What emerges is a moral and cultural crisis, even more than an economic one. Globalization, far from being an inescapable destiny, has proven to be a historical process shaped by specific political and financial choices made by short-sighted decision-makers lacking basic cultural tools. The West can still reverse course only by rediscovering the foundations of ethical liberalism—the kind that recognizes the economy as a means, not an end. That is, by returning to its true historical matrix, which places human dignity, social well-being, and liberty at the center, In conjunction with the respect for national identities and traditions. —not the logic of profit. Failing to do so means opening the door to specters we believed consigned to the past, but whose embers have never ceased to smolder beneath the European soil. Unfortunately, rather than rethinking our model, it seems we are seeking shortcuts in a logic of shortsighted preservation, resorting to old tactics such as inventing external enemies and spreading fears of escalating current conflicts. Yet none of this will stop the tide, for the levees have already given way.

“The end of a world” does not coincide with the end of Western civilization, but with the end of one of its illusions: that liberalism and capitalism could be fused into a single coherent system. The historical experience of the past thirty years demonstrates that political freedom and social justice cannot survive in a context dominated by deregulated economies and stateless finance.

Only through a renewed reflection on the values of classical liberalism—individual responsibility, civic participation, limitation of power, and social protections—will it be possible to reestablish a balance between economy and politics. Without such a recomposition, the West risks turning its historical victory into an irreversible defeat—not only economically, but also morally and culturally.

Bibliography

Bauman, Z. (2000). Liquid Modernity. Cambridge: Polity Press.

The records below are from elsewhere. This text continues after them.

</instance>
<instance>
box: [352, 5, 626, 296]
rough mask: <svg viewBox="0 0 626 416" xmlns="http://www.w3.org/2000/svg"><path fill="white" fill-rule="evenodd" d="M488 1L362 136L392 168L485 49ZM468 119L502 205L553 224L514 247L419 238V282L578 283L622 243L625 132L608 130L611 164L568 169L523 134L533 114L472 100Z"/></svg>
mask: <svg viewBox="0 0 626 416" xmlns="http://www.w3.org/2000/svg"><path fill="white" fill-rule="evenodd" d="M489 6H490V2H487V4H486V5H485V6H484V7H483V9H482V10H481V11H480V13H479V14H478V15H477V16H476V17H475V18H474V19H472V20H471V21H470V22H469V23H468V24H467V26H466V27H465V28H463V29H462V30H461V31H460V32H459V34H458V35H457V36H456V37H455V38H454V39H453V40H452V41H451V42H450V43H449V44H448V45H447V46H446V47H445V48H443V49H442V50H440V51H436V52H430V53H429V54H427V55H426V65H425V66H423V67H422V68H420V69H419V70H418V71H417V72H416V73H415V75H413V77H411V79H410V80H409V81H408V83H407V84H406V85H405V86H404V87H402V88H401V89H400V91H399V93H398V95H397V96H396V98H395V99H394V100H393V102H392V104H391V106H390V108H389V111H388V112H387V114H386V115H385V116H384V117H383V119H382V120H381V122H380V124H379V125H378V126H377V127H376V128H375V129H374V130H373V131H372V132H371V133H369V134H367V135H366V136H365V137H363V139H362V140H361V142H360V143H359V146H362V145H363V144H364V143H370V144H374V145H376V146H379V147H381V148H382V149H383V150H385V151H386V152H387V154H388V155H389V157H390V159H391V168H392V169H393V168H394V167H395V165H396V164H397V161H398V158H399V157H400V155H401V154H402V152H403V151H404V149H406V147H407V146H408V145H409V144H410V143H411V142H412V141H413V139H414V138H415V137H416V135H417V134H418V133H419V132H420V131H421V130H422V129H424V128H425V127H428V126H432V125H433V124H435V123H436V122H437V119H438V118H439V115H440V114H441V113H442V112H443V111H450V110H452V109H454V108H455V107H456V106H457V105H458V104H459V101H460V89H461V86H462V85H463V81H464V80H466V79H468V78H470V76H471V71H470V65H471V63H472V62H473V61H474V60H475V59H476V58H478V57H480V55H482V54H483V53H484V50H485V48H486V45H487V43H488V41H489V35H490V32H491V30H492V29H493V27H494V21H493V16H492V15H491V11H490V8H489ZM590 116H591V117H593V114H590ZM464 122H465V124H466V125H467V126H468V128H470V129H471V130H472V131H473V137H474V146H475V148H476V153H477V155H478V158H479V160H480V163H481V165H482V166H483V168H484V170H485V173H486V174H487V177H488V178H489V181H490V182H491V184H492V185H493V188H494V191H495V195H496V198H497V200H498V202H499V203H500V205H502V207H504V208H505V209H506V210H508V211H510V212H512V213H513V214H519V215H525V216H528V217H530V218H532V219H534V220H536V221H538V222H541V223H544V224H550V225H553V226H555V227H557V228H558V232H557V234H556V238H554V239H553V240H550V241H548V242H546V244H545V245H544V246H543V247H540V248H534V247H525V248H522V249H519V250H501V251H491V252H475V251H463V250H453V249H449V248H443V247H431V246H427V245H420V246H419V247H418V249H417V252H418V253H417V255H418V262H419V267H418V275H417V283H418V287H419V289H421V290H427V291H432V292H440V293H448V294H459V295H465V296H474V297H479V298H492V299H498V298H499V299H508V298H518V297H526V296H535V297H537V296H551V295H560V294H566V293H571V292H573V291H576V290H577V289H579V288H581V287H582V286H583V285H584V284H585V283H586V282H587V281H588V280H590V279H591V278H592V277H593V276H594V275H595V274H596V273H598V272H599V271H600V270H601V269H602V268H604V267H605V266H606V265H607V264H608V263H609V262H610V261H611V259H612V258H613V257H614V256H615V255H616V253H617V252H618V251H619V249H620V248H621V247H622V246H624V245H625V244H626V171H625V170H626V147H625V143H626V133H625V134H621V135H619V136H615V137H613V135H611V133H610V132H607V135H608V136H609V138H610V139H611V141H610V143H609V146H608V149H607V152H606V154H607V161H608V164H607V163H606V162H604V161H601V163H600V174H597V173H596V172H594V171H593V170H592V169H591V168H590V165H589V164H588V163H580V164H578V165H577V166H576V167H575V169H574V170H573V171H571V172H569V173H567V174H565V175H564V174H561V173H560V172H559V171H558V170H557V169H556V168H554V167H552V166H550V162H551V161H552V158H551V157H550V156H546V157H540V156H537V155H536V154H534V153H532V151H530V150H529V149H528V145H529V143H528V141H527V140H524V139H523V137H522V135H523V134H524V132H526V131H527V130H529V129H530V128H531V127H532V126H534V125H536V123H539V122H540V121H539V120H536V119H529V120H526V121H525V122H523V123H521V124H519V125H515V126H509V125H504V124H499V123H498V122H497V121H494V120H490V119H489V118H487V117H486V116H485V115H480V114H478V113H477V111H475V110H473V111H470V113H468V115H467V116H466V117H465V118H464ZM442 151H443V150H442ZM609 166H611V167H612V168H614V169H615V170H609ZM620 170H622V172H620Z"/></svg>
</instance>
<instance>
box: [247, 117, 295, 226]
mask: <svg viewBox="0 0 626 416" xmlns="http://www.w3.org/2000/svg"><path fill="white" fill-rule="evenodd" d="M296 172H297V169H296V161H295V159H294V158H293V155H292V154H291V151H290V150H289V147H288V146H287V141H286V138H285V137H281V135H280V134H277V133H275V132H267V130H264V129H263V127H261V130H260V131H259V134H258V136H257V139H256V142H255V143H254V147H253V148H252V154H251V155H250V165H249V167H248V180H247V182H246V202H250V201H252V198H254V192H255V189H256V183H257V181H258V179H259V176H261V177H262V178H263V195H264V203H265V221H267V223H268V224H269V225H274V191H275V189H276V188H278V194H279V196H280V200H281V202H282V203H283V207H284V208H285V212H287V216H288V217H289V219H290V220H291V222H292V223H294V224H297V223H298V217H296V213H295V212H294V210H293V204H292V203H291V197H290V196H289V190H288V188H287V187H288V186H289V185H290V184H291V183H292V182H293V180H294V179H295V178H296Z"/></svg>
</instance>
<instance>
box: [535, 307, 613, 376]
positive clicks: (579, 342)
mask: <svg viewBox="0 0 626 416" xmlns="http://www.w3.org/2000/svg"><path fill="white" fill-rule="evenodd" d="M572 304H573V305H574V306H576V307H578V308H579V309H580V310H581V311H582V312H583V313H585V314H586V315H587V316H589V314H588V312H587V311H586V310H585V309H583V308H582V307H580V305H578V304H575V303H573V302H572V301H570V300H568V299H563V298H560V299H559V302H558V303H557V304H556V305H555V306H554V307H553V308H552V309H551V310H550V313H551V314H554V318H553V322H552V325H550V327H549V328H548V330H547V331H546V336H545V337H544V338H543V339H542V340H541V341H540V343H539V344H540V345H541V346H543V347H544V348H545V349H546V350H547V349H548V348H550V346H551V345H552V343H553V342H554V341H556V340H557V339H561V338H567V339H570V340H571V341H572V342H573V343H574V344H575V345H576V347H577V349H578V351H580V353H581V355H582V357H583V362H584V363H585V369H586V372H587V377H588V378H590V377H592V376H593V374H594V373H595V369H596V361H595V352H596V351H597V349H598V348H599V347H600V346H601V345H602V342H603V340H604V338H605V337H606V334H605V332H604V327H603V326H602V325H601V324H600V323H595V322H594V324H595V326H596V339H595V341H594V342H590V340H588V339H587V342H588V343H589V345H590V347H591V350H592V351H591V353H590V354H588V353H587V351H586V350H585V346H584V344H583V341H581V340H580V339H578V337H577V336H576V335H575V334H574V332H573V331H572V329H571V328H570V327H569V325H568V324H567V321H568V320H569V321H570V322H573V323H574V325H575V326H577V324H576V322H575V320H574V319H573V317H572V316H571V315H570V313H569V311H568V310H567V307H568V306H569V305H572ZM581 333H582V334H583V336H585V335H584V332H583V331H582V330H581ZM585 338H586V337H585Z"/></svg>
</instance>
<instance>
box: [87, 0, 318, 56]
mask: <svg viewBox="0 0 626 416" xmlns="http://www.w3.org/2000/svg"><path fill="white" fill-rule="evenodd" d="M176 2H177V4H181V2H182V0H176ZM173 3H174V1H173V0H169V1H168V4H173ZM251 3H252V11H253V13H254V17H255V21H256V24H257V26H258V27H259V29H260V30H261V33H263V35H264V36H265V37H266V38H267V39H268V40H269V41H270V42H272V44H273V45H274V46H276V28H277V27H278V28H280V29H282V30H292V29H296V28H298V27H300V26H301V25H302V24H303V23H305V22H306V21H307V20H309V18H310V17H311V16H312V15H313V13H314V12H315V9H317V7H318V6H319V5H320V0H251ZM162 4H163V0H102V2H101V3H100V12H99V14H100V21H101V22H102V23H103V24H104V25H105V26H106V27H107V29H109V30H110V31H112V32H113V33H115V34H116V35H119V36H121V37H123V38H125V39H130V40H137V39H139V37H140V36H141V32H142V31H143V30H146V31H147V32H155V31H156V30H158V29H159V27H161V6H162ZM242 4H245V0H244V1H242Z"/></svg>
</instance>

Esping-Andersen, G. (1990). The Three Worlds of Welfare Capitalism. Princeton: Princeton University Press.

Fukuyama, F. (1992). The End of History and the Last Man. New York: Free Press.

Hobsbawm, E. (1994). The Age of Extremes: The Short Twentieth Century, 1914–1991. London: Michael Joseph.

Piketty, T. (2014). Capital in the Twenty-First Century. Cambridge, MA: Harvard University Press.

Polanyi, K. (1944). The Great Transformation: The Political and Economic Origins of Our Time. New York: Rinehart.

Streeck, W. (2014). Buying Time: The Delayed Crisis of Democratic Capitalism. London: Verso.

Tocqueville, A. de. (1835–1840). De la démocratie en Amérique. Paris: Gosselin.